The original experience of the study is the demonstration of the adverse event profile for three different schedules which allowed us to draw the profile of the adverse events in a country with changing national schedules. Implementation of Schedule 3 reduced the adverse events of vaccination. Thus reduction in the number of injections and reactogenicity of pertussis vaccine contributed to an increase in the compliance to the vaccination program.

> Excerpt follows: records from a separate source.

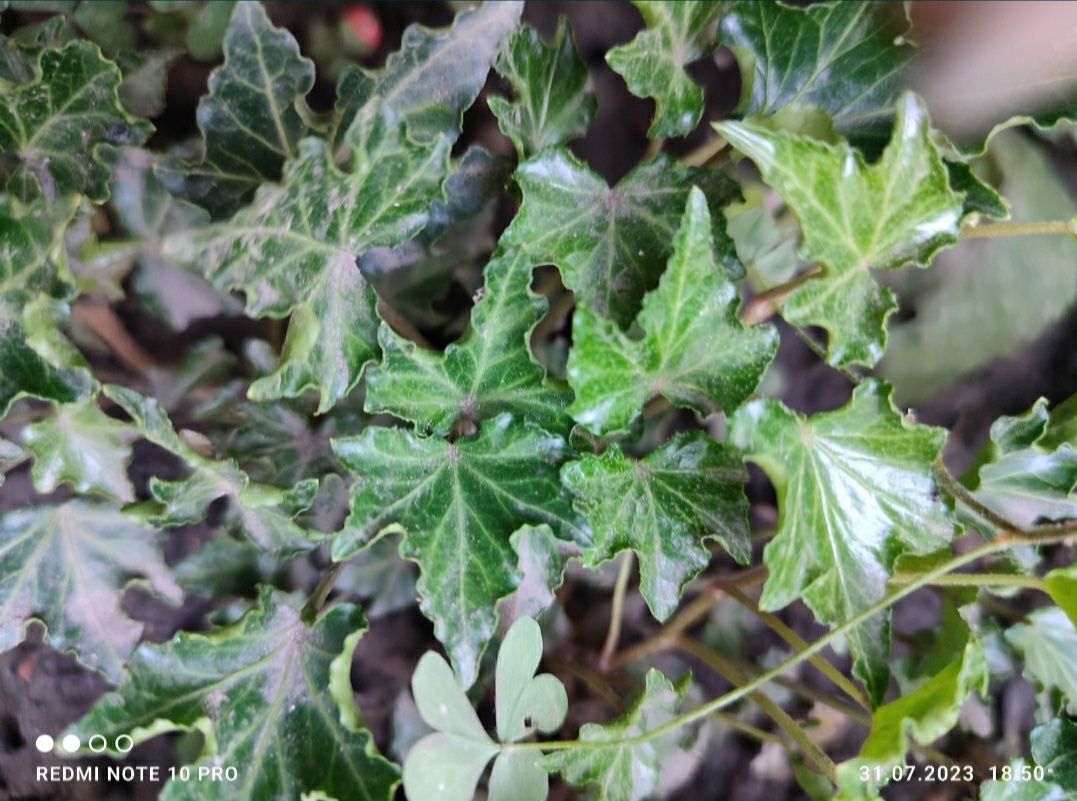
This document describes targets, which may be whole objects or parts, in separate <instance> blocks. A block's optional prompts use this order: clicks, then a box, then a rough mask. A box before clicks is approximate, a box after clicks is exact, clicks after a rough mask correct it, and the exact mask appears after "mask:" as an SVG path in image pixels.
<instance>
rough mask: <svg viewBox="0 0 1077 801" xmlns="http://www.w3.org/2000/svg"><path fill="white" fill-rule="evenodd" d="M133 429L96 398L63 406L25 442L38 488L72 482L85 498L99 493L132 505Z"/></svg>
mask: <svg viewBox="0 0 1077 801" xmlns="http://www.w3.org/2000/svg"><path fill="white" fill-rule="evenodd" d="M131 439H134V436H132V432H131V431H130V428H129V426H127V425H124V424H123V423H121V422H120V421H118V420H113V419H112V418H110V417H109V416H107V414H106V413H104V412H103V411H101V409H100V407H99V406H98V405H97V402H96V400H95V399H94V398H86V399H83V400H79V402H76V403H72V404H59V405H57V407H56V410H55V411H54V412H53V416H52V417H48V418H46V419H44V420H42V421H41V422H38V423H32V424H30V425H27V426H26V428H25V430H24V433H23V444H24V446H25V447H26V450H27V451H29V452H30V453H31V454H32V455H33V468H32V469H31V472H30V475H31V477H32V478H33V488H34V489H36V490H37V491H38V492H41V493H50V492H53V491H54V490H55V489H56V488H57V487H59V486H60V484H61V483H70V484H71V486H72V488H74V491H75V492H78V493H80V494H87V493H97V494H100V495H104V496H106V497H112V498H116V500H118V501H126V502H130V501H134V500H135V488H134V487H131V482H130V480H129V479H128V478H127V463H128V462H129V461H130V456H131V448H130V442H131Z"/></svg>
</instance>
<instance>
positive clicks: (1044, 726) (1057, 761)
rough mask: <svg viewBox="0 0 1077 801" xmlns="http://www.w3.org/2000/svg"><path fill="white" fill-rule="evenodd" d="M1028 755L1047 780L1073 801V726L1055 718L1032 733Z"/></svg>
mask: <svg viewBox="0 0 1077 801" xmlns="http://www.w3.org/2000/svg"><path fill="white" fill-rule="evenodd" d="M1032 756H1033V759H1035V760H1036V764H1038V765H1039V767H1040V768H1043V769H1044V771H1045V772H1046V775H1047V777H1048V778H1049V779H1050V781H1051V782H1053V783H1054V784H1057V785H1059V786H1060V787H1063V788H1067V789H1068V792H1069V796H1068V798H1071V799H1073V798H1077V723H1075V722H1074V721H1073V720H1069V719H1067V718H1055V719H1054V720H1052V721H1051V722H1049V723H1045V725H1044V726H1037V727H1036V728H1035V729H1033V730H1032Z"/></svg>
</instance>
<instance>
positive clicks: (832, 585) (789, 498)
mask: <svg viewBox="0 0 1077 801" xmlns="http://www.w3.org/2000/svg"><path fill="white" fill-rule="evenodd" d="M890 396H891V388H890V387H887V385H886V384H883V383H881V382H879V381H875V380H870V381H866V382H865V383H863V384H861V385H859V387H857V388H856V390H855V391H854V392H853V397H852V399H851V400H850V402H849V404H848V405H845V406H843V407H842V408H840V409H838V410H836V411H829V412H823V413H820V414H813V416H812V417H810V418H803V417H801V416H799V414H796V413H795V412H793V411H789V409H787V408H786V407H785V406H784V405H782V404H781V403H779V402H777V400H770V399H767V400H754V402H752V403H750V404H747V405H746V406H743V407H741V408H740V409H738V410H737V412H736V413H735V414H733V416H732V418H731V419H730V421H729V441H730V442H731V444H733V445H735V446H736V447H738V448H740V449H741V450H743V451H744V452H745V456H746V458H749V459H751V460H752V461H754V462H756V463H757V464H758V465H759V466H760V467H761V468H763V469H764V472H765V473H766V474H767V476H768V477H769V478H770V480H771V482H772V483H773V484H774V489H775V490H777V492H778V498H779V506H780V514H779V522H778V534H777V536H775V537H774V539H773V540H771V543H770V544H769V545H768V546H767V548H766V550H765V551H764V561H765V562H766V564H767V566H768V568H769V570H770V576H769V578H768V579H767V584H766V586H765V587H764V591H763V595H761V598H760V599H759V606H760V607H763V608H764V609H769V610H775V609H780V608H782V607H784V606H786V605H788V604H789V603H792V602H793V601H795V600H797V599H798V598H801V596H802V598H803V601H805V603H807V604H808V606H809V607H811V609H812V612H813V613H814V614H815V617H816V618H817V619H819V620H820V621H821V622H823V623H826V624H827V626H837V624H839V623H841V622H843V621H845V620H849V619H850V618H851V617H853V616H854V615H856V614H857V613H859V612H863V610H864V609H866V608H867V607H868V606H870V605H871V604H873V603H875V602H876V601H879V600H880V599H881V598H883V596H884V595H885V594H886V582H887V580H889V578H890V576H891V575H892V573H893V565H894V561H895V560H896V559H897V557H899V556H901V554H904V553H913V554H925V553H931V552H932V551H935V550H938V549H940V548H943V547H946V546H947V544H948V543H949V542H950V536H951V534H952V531H951V529H950V528H949V525H948V523H947V514H946V508H945V507H943V506H942V504H941V503H940V502H939V501H938V498H937V497H936V487H935V479H934V474H933V470H932V464H933V463H934V461H935V460H936V458H937V456H938V454H939V451H940V450H941V448H942V444H943V441H945V439H946V432H945V431H943V430H942V428H934V427H929V426H925V425H918V424H915V423H913V422H911V421H909V420H908V419H906V418H903V417H901V416H900V414H899V413H898V412H897V411H896V410H895V409H894V406H893V404H892V403H891V398H890ZM849 643H850V647H851V649H852V651H853V656H854V658H855V662H854V670H855V673H856V675H857V677H859V678H861V680H862V681H864V684H865V686H866V687H867V689H868V692H869V694H870V695H871V698H872V699H876V700H879V699H881V698H882V694H883V692H885V690H886V684H887V681H889V669H887V657H889V654H890V622H889V619H887V618H886V616H885V615H879V616H878V617H876V618H873V619H872V620H870V621H868V622H866V623H864V624H863V626H861V627H858V628H857V629H856V630H854V631H853V632H851V633H850V635H849Z"/></svg>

在土耳其,疫苗接种计划发生了一些变化。白喉、破伤风、百日咳和脊髓灰质炎疫苗(DTwP 和 OPV)一直应用到 2006 年底。2007 年,Hib 疫苗被纳入计划,作为单独的注射剂接种,称为 DPT + OPV + Hib。2008 年,DTaP-IPV/Hib 联合疫苗取代了它们。本研究旨在评估这三种不同方案在连续三年中的不良反应频率变化。
共有 2401 名婴儿在每个方案的前 3 个月在加济大学幼儿诊所接种疫苗,父母在接下来的三天内通过日记记录局部和全身不良反应。
接受 DPT + OPV 和 DPT + OPV + Hib 疫苗接种的婴儿在所有检测到的不良反应方面无显著差异。接种 DTaP-IPV/Hib 联合疫苗的婴儿局部和全身反应频率较低(p < 0.001)。在接受 DPT + OPV 或 DPT + OPV + Hib 疫苗接种的婴儿中,加强剂量时不良反应频率最高。
本研究的原始经验是展示三种不同方案的不良反应概况,使我们能够在国家计划不断变化的国家中描绘不良反应概况。实施方案 3 减少了疫苗接种的不良反应。因此,减少注射次数和百日咳疫苗的反应原性有助于提高疫苗接种计划的依从性。